La Confederación General del Trabajo (CGT) convocó un paro general para el próximo jueves, coincidiendo con el debate de la ley de reforma laboral en la Cámara de Diputados, marcando el cuarto medida de fuerza en la gestión de Javier Milei. Esta acción, sin movilización masiva por parte de la central obrera, busca protestar contra modificaciones que consideran perjudiciales para los derechos laborales, tras la media sanción en el Senado. Una reunión clave en Olivos entre Milei y Patricia Bullrich definió el cronograma, intensificando el pulso entre gobierno y sindicatos.
La adhesión de gremios como la Unión Tranviarios Automotor (UTA) es crucial, ya que podría paralizar el transporte público, incluyendo colectivos y trenes, elevando el impacto de la huelga. Mientras la CGT opta por una protesta estática, sectores de izquierda planean concentraciones en el Congreso, reflejando divisiones en el movimiento obrero.
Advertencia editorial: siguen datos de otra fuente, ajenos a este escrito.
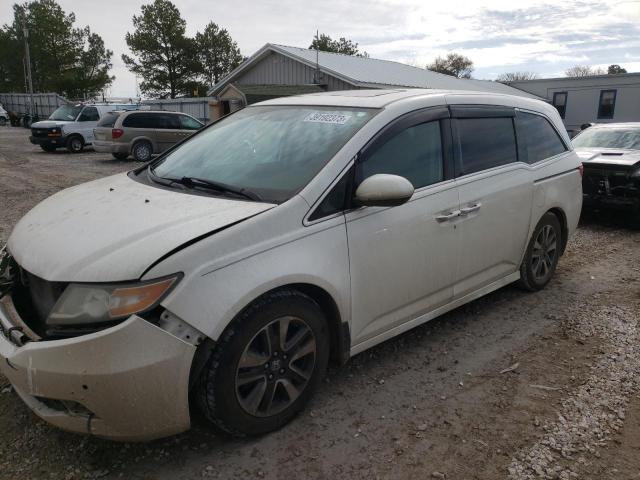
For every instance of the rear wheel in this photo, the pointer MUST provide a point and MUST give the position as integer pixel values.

El gobierno enfrenta presiones para avanzar con la reforma, vista como esencial para la economía, pero rechazada por sindicatos que temen precarización y pérdida de conquistas históricas.
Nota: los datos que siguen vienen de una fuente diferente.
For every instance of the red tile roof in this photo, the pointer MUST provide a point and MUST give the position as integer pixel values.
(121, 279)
Este paro subraya la creciente confrontación entre el oficialismo y el sindicalismo, en un contexto de conciliaciones pendientes en sectores clave como los ferrocarriles. La ausencia de transporte podría complicar la vida cotidiana de millones, forzando al gobierno a negociar o endurecer su postura. Analistas prevén que el resultado del debate definirá el tono de las relaciones laborales en los próximos meses, con implicancias en la estabilidad social y económica del país.